Are more Americans turning to illegal drugs?

| Sep 12, 2011 | Federal Drug Charges |

In Pennsylvania’s criminal justice system, the consequences a defendant faces when he or she is faced with a drug charge can vary quite widely. This is because people ranging from casual users to drug distributors can face criminal charges related to illegal drugs. In addition, a recent study indicates that a growing number of U.S. adults are using illegal drugs.

Fueled by a rise in marijuana use, the number of U.S. residents using illegal drugs has soared to 22.6 million, according to a new government survey. USA Today reports that this number represents about 8 percent of the U.S. population.

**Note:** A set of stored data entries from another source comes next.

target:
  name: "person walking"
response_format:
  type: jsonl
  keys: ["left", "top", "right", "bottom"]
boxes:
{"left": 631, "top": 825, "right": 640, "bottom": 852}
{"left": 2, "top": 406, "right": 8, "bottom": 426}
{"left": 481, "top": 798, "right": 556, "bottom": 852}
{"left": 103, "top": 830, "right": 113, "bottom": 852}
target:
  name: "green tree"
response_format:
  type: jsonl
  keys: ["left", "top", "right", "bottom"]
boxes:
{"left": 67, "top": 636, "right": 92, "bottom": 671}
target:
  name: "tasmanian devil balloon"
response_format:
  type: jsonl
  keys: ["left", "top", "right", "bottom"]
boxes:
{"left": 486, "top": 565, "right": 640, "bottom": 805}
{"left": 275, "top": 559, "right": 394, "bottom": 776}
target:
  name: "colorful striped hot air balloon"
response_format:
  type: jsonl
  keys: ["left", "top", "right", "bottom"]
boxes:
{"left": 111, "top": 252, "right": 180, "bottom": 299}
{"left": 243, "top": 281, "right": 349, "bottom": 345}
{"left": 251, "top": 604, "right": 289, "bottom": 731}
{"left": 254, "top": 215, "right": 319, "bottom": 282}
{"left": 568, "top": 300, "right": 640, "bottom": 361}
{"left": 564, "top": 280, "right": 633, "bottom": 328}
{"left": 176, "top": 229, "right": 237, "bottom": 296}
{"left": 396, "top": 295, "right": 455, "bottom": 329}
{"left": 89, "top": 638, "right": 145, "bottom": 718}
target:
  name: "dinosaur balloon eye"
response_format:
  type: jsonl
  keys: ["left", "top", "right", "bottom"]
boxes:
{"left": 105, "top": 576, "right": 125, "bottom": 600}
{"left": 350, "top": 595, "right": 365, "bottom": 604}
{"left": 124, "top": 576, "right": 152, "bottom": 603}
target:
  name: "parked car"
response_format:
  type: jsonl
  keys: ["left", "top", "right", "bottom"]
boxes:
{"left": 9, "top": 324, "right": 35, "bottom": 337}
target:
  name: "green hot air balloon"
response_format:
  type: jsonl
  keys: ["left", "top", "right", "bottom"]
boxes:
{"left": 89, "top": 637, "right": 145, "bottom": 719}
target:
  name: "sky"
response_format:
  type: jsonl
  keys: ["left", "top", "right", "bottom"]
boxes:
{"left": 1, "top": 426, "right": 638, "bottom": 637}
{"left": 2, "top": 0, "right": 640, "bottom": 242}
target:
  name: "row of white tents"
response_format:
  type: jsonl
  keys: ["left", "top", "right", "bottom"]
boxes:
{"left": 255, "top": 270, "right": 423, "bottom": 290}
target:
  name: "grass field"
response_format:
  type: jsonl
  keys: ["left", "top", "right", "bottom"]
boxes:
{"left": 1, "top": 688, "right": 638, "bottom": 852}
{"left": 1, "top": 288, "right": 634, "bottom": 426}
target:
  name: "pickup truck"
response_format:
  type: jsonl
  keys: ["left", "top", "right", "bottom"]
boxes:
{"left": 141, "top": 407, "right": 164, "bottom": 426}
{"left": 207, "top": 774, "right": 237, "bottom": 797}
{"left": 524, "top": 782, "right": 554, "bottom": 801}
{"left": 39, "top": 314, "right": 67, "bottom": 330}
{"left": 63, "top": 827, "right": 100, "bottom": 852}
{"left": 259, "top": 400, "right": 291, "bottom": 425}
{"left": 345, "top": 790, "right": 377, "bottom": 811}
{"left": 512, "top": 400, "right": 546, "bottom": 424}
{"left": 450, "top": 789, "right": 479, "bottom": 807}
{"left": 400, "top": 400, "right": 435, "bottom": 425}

What’s behind this trend? One culprit appears to be marijuana. The study, done by the U.S. Substance Abuse and Mental Health Services Administration (SAMHSA), found that in 2010 17.4 million U.S. residents were using marijuana. That’s a large jump from the 14.4 million U.S. residents who reported using the same drug in 2007, USA Today reports.

The government study also contained interesting information on what kinds of Americans are turning to illegal drugs. According to the study, 18- to 25-year-olds are showing the greatest increase in illegal drug use. USA Today wrote that illegal drug use among this population has jumped from 19.6 percent in 2008 to 21.5 percent in 2010.

The government study also found that the illicit use of prescription painkillers, too, has been on the rise. Many of the people involved with the study reported that they obtained their prescription drugs from family members or friends.

Unfortunately, many of the people who are turning to illegal drugs could face criminal charges. However, officials with SAMHSA said that the numbers show just how important drug-abuse prevention and rehabilitation programs are.

“These statistics represent real lives that are at risk from the harmful and sometimes devastating effects of illicit drug use,” said Pamela Hyde, SAMHSA administrator, in a written statement. “This nation cannot afford to risk losing more individuals, families and communities to illicit drugs.”